0

I am trying to do LU decomposition using MPI.

Below is the snapshot of my code:

if(rank == 0)
{
   //Send to each processor the row it owns
    for(p=0;p<n;p++)
    {
       if(map[p]!=0)
       {
         MPI_Send(&LU[p*n],n,MPI_DOUBLE,map[p],1,MPI_COMM_WORLD);
         printf("Sending row %d to %d  itr = %d\n",p,map[p],i);
       }
    }
}       
else
{
  printf("in else rank = %d\n",rank);

  for(l=0;l<n;l++)
  { 
    if(map[l] == rank)
    {
      printf("in loop itr = %d, rank = %d l = %d  n = %d\n",i,rank,l,n);
      MPI_Recv(&LU[l*n],n,MPI_DOUBLE,0,1,MPI_COMM_WORLD,&st);
      printf("Recv row %d at %d count = %d itr = %d\n",l,rank,count,i);
    }
  }
}

In this, if rank is zero, I am sending the row to each processor which will be the owner of this row and will perform the computation.

Otherwise, it will receive the rows corresponding to it. The loop is for multiple rows belonging to the same processor.
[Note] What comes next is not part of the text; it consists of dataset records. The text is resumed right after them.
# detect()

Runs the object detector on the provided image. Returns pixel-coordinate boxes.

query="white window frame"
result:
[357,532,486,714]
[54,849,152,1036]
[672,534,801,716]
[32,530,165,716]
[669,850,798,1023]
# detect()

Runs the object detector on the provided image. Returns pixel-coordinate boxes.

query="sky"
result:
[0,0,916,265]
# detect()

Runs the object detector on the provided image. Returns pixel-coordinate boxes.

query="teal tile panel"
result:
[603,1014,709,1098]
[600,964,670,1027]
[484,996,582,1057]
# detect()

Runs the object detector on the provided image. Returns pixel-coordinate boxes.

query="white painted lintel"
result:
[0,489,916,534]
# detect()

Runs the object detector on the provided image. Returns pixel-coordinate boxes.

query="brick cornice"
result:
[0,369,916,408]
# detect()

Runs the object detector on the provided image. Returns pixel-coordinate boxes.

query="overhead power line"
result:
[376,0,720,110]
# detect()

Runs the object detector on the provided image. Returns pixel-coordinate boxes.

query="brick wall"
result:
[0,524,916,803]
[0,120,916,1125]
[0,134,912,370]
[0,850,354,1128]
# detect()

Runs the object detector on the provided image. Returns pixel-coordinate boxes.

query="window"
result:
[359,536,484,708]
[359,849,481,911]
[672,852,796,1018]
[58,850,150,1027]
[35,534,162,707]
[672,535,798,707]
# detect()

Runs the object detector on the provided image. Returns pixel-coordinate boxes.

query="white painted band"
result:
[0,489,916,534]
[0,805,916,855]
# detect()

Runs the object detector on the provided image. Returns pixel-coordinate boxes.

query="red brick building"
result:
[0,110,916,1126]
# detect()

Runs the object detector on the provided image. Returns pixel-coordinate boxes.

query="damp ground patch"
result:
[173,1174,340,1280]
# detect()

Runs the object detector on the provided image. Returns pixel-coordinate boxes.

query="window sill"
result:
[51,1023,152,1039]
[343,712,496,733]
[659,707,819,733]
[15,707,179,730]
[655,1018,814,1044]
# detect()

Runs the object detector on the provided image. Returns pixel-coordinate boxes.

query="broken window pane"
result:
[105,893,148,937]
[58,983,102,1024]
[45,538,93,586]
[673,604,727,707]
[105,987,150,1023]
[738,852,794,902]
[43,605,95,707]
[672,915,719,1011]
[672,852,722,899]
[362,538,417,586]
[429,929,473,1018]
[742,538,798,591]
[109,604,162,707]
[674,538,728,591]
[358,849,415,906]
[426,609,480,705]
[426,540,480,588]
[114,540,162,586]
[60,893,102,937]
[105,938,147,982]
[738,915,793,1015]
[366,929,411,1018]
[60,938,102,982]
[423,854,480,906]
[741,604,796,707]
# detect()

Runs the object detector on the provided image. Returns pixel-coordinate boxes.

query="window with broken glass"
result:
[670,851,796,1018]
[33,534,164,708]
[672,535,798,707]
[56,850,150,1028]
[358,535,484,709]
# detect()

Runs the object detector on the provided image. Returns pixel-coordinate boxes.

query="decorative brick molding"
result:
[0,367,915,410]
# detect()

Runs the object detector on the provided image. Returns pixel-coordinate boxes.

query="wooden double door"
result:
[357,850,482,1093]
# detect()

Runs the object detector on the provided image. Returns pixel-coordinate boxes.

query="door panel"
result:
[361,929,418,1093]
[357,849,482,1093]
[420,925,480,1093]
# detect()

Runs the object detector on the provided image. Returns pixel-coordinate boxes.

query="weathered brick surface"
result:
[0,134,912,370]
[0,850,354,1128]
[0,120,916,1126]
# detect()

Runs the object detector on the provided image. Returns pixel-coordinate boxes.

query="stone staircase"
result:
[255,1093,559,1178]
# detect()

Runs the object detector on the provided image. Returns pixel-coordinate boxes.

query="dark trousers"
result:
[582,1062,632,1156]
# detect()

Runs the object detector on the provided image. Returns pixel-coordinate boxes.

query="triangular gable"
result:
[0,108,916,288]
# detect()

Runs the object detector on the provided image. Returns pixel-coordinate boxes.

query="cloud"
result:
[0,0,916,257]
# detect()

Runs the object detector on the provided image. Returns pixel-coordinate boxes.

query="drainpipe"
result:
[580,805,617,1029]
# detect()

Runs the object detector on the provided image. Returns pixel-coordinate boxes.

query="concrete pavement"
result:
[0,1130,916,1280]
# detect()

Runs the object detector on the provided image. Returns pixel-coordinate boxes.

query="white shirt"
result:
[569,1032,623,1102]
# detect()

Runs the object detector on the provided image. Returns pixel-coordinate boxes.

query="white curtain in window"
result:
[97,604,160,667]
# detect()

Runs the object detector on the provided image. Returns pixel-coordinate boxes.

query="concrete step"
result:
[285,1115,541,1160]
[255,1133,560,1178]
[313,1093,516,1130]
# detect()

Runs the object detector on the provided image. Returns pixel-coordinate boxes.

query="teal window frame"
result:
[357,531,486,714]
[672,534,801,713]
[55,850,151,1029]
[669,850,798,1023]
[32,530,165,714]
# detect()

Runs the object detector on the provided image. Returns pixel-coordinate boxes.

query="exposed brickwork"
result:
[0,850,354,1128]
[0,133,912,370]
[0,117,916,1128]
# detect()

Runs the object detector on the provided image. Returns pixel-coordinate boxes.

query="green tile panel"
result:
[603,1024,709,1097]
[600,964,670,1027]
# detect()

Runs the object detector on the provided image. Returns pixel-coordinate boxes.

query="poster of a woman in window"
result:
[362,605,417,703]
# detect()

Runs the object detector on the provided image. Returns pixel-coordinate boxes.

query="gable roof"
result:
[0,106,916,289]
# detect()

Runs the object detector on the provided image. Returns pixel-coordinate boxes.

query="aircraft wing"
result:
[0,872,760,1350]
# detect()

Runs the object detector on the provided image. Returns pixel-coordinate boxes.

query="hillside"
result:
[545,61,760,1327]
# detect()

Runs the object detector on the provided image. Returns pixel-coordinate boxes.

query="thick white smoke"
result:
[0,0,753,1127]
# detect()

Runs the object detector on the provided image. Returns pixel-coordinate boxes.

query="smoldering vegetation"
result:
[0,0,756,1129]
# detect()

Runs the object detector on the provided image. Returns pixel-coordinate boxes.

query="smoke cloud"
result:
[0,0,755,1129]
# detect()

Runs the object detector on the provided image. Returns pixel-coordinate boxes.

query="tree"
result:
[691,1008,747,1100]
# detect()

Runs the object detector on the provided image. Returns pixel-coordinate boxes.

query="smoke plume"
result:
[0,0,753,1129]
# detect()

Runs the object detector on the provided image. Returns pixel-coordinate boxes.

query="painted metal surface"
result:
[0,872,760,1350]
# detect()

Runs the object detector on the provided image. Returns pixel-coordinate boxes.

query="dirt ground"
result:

Also map is a array private to each processor and stores the mapping information of each row.

However, after running my program for a 10*10 matrix for 4 instances,

execution gets blocked

It works fine for 1st iteration of i (all the code is inside this loop) but not for successive iterations.

EDIT:

The above code is a part of the code of LU decomposition. We are trying to achieve the following through the snapshot code

Consider 4 processors P0,P1,P2,P3 and a 10*10 matrix . map will contain 0,1,2,3,0,1,2,3,0,1 which contains which processor is the owner of which row of the matrix . Through the send it is sending each row of the matrix to be worked on by each processor , i.e. P0 would send rows 1,5,9 to P1 , rows 2,6 to P2 and rows 3,7 to P3. Each processor would in turn will receive the rows meant for it, through receive in the else part.

However my execution is getting blocked if I run this code.

user3351750
  • 927
  • 13
  • 24

2 Answers2

0

It looks like your sends and receives aren't matching up.

Remember that the way MPI works is that each time you send a message, there must be a matching receive call on the other end (and vice versa). In your case, you're sending one message from rank 0 to each other process (n sends), and each other process is posting n receives from rank 0. If you count these up, this means you are n-1 sends short on the side of rank 0.

Visually:

0: Send(1)[MATCHED] - Send(2)[MATCHED] - Send(3)[MATCHED]
1: Recv(0)[MATCHED] -     Recv(0)      -     Recv(0)
2: Recv(0)[MATCHED] -     Recv(0)      -     Recv(0)

More than likely, you only need to have one receive call posted by all of the ranks other than 0.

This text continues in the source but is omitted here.